Rabbime bir şükran ifadesi yazısıdır.

Bir ağustos günü ve insanların sıcaktan buram buram terlediği bir gündü. Sıcaklardan dolayı dışarıda yapmam gereken işlerimin birçoğunu ertelemiş nedense dışarıya çıkmak istemiyordum.

O gün ise dışarı çıkma arzusu benliğimi sarmıştı. O gün sıcağa aldırış etmeden Rabbimin izniyle yola koyulmuştum. Gayr-i ihtiyari sevk-i İlahi beni bir yerlere sevk ediyordu.
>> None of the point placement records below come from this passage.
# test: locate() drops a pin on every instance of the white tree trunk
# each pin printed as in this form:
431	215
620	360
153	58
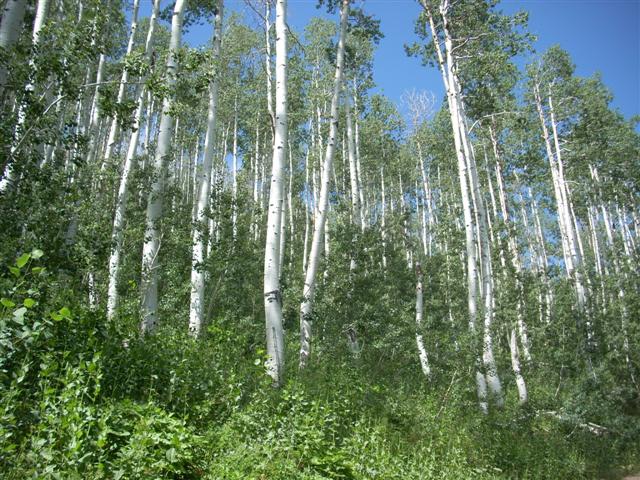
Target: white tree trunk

Mü’minler kardeştir düsturunca bende tanımadığım Berat’a yardıma gönderiliyordum. Çünkü; biz insanlar kainat üzerinde vazifedar memurlarız. Her birimiz yaratıcımız vasıtasıyla ayrı ayrı vazifelerle tavzif (vazifelendirilme) edilmiştik. O gün ben de vazifemi ifa etmek için gönderiliyordum. Cadde üzerinde bulunan fırının yanıbaşında beş altı yaşlarında bir çocukla validesi sandığım bir bayan oturuyordu. Validesi çocuğun kafasını sesi çıkmasın diye göğsüne bastırmış çocuğun yüzü gözükmüyordu. Çocuk ise avazı çıktığı kadar bağırıyordu. Ağlayan çocuğun ağlama sebebini bilmiyordum ve çocukla annesinin yanına yanaşmıştım. Bir miktar maddi yardımda bulunmak istiyordum. Oysa ki; cüzdanımda çok cüzi bir miktar vardı. Teessür içinde yardım ederken bir yaşlı amca da yardım etmek amacıyla yaklaşmıştı. Dikkatimi çeken bir durum ben ve amcanın verdiği miktarla birşeylerin alınamayacağıydı. O anda onlara dua etmeye başlamış bir yandan da gideceğim yöne doğru adımlarımı hızlandırmıştım. Giderken içimdeki müsbet ses dönüp ufaklığın neden ağladığını sormamı ihtar ediyordu. Ve ben de o sese, içimdeki o uyarıya yenik düşmüş, geri dönüp onların yanına varmış çocuğun neden ağladığını sual ederken, validesi sandığım bayan Berat’ın acıktığını ve açlıktan ağladığını izah ediyordu. Validesinden bu sözleri duyunca rikkat-i cinsiyemden (Şefkat, kendi cinsinden olana acıma) dolayı hüzne gark olmuştum. Bu durumda bayana inşallah biraz sonra döneceğim diyerek yanlarından uzaklaşmıştım. Giderken de bir yandan Allah’a bize verdiği nimetlerinden dolayı da hamd ve şükür ediyordum. Bu sırada içimdeki menfi bir sesle mücadeleye girmiştim.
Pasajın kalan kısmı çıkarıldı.